Electrospun porous silicon from disproportionated SiO, for realization of a high-performance lithium ion battery anode material

Silicon-based anode materials are of great importance in today's lithium-ion battery (LIB) industry. This paper is the first report on the electrospinning of silica-etched disproportionated SiO as an anode material for LIBs. A thermal annealing at 950 O C in an argon ambient on ball-milled SiO powder has been performed to obtain disproportionated SiO. A consequent HF-etching results in a porous silicon-based structure, which has been electrospun with PAN to prepare the electrode material.

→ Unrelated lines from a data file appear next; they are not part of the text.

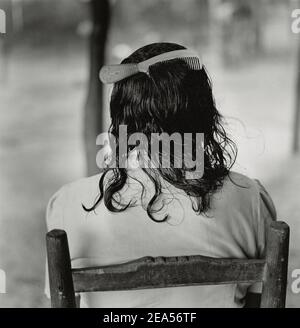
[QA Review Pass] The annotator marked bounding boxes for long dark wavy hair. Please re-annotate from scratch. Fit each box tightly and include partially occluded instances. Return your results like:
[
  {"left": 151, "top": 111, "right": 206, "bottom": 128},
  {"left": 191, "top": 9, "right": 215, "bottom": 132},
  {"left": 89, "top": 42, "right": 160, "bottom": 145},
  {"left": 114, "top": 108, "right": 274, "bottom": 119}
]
[{"left": 83, "top": 43, "right": 237, "bottom": 222}]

Implementing the fabricated electrode in LIB half-cell configuration an initial Columbic efficiency of 77.49 %, first cycle specific capacity of 3396mAh/gSi and 80 % capacity retention in 132 cycles have been achieved. The rate capability test shows a recovered capacity of 97.70 % at low current rate of 0.1 C and 54.98 % at a high current of 3 C. The cycling performance of the electrode from silica-etched disproportionated SiO has also been compared with silicon nano powder-based electrode with similar fabrication process, showing 43 % improvement in cycle life for the former electrode. These results, along with the simplicity, cost effectiveness and scalability of the fabrication process, proposes the electrospun porous silicon synthesized from disproportionated SiO as an excellent anode for high performance LIBs.